Practical_Machine_Learning_Course_Project.rmd

---
title: "Practical Machine Learning - Course Project"
author: "Dr. Robert Bauer"
date: "April 10, 2020"
output: html_document
---

## Background
One thing that people regularly do is quantify how much of a particular activity they do, but they rarely quantify how well they do it. In this project, the goal is to use data from accelerometers on the belt, forearm, arm, and dumbell of 6 participants.

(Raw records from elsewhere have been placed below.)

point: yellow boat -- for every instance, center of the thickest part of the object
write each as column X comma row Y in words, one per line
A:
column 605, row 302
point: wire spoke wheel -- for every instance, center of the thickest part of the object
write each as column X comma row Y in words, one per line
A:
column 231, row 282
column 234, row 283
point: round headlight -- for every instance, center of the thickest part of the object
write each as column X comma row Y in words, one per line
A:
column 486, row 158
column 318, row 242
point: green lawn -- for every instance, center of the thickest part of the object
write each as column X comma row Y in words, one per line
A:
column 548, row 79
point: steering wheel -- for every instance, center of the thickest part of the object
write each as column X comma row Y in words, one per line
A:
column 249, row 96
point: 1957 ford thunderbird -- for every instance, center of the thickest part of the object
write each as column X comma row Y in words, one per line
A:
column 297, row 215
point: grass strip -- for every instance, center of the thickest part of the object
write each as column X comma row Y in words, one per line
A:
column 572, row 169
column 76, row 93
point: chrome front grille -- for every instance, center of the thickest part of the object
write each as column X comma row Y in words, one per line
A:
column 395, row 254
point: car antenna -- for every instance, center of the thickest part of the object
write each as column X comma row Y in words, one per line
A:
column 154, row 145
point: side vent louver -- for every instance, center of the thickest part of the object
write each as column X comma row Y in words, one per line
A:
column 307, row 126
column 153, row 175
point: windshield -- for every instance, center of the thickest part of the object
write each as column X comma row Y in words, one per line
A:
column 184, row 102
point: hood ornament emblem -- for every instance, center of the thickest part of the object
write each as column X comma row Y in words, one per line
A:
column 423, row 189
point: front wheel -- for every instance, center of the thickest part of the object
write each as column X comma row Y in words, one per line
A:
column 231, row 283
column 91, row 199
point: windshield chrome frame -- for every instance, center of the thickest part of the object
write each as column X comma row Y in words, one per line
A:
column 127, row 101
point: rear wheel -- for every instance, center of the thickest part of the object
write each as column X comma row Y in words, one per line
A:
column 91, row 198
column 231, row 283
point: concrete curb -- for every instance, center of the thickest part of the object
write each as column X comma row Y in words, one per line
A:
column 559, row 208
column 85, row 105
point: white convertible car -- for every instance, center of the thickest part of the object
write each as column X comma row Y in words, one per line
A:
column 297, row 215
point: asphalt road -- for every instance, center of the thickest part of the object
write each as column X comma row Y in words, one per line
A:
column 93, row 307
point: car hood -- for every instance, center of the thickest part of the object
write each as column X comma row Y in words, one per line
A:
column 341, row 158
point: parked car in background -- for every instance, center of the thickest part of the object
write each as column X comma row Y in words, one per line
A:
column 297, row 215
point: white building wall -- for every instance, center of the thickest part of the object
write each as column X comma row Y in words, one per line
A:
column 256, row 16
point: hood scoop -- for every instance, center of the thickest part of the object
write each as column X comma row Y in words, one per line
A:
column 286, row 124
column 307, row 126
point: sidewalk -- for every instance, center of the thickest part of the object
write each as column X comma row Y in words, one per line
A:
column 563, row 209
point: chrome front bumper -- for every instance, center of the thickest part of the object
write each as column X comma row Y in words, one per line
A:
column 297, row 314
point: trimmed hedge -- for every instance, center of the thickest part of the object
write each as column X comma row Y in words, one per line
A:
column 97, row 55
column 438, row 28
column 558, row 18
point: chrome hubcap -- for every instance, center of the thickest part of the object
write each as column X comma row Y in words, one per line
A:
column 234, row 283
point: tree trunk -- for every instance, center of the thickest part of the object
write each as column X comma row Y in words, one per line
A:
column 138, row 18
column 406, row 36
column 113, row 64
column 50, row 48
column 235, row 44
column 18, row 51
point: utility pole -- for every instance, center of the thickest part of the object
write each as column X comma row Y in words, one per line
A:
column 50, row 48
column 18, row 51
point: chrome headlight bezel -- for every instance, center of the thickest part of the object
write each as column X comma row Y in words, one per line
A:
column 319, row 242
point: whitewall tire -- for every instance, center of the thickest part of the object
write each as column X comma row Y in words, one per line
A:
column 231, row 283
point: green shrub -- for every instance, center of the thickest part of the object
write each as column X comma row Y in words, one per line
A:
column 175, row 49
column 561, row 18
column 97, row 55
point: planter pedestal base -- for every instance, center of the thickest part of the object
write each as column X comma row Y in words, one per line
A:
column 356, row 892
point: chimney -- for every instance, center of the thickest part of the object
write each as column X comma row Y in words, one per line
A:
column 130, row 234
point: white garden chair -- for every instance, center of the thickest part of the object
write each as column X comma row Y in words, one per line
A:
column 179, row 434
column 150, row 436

Each participant was asked to perform one set of 10 repetitions of the Unilateral Dumbbell Biceps Curl in five different fashions:  

*  exactly according to the specification (Class A),   
*  throwing the elbows to the front (Class B),   
*  lifting the dumbbell only halfway (Class C),   
*  lowering the dumbbell only halfway (Class D) and   
*  throwing the hips to the front (Class E).  

Class A corresponds to the specified execution of the exercise, while the other 4 classes correspond to common mistakes. Participants were supervised by an experienced weight lifter to make sure the execution complied to the manner they were supposed to simulate. The exercises were performed by six male participants aged between 20-28 years, with little weight lifting experience. We made sure that all participants could easily simulate the mistakes in a safe and controlled manner by using a relatively light dumbbell (1.25kg).

Read more: http://groupware.les.inf.puc-rio.br/har#ixzz6NA7beuhc


## Objective

The goal of this project is to predict the manner in which they did the exercise, represented by the "classe" variable in the training set. All other variables can be used as prediction variables.   

This report describes the set up and cross validation of the modelling, quantifies the expected out of sample error. Finally, the model is being used to predict 20 different test cases.


## Getting started
First we need to load the required packages and get the training and test data.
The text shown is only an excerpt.